Des gains de productivité considérables sont encore possibles. Ainsi, il existe des écarts importants dans le taux de recours aux soins entre les régions françaises. Cet écart, corrigé de la structure d'âge, atteint par exemple 26 % entre la région Pays de la Loire et la région Paca. Par ailleurs, le Haut Conseil pour l'avenir de l'assurance maladie (HCaam) a encore récemment chiffré à 25 % l'écart de tarifs entre les établissements publics et les établissements privés. On constate aussi que, depuis six ans, les dépenses consacrées au diabète ont progressé de 80 % ; or, dans le même temps, selon une étude comparative récente, la France demeure très en retard dans la prévention de cette pathologie et le nombre de patients suivis par examen du fond de l'oeil reste insuffisant. En ce qui concerne la cataracte, trop peu d'opérations sont encore réalisées en ambulatoire à l'hôpital public alors que, dans de nombreux pays, elles ne sont plus effectuées en milieu hospitalier mais dans les centres de soins ; aujourd'hui, le tarif de cette intervention demeure supérieur à son coût de revient réel. Dans le même ordre d'idées, la dialyse à domicile demeure très peu développée en France.

De son côté, l'assurance maladie a entrepris d'importants efforts de productivité puisqu'entre 2003 et 2009, le nombre d'emplois a été réduit de 11 000 unités sous l'effet de moindres remplacements des départs en retraite. Cette évolution s'est réalisée sans réduction de la qualité de service, les effectifs ayant même été augmentés pour les fonctions présentant une forte valeur ajoutée.

L'exclusion des dépenses liées à la grippe A du niveau de dépenses à partir duquel le comité d'alerte est tenu de se réunir est proposée par le PLFSS pour répondre à l'inquiétude des partenaires sociaux qui redoutaient le déclenchement de l'alerte alors même que les dépenses de maladie seraient convenablement maîtrisées par les professionnels de santé.

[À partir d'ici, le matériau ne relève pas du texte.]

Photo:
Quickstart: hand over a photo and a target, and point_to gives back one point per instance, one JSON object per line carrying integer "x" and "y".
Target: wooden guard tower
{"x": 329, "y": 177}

Il est vrai que l'évaluation de ces dépenses sera malaisée et que la pandémie est d'ores et déjà en cours, de sorte que son impact sur les comptes de 2010 pourrait rester limité.

En ce qui concerne la convergence tarifaire, le conseil de la Cnam s'est déclaré favorable à la poursuite de ce processus et à la mise en oeuvre d'une convergence partielle sans attendre les nombreuses études qui doivent encore être réalisées. Cette évolution vers un tarif unique se heurte au problème de l'intégration des honoraires médicaux mais la création d'un secteur optionnel à dépassements limités pourrait faciliter la réalisation du processus. Enfin, il est encore difficile de savoir quand le secteur optionnel pourra être effectivement créé, dès lors que des élections professionnelles pourraient se tenir au cours du premier semestre 2010, ce qui rendra difficile la signature d'une nouvelle convention médicale à brève échéance.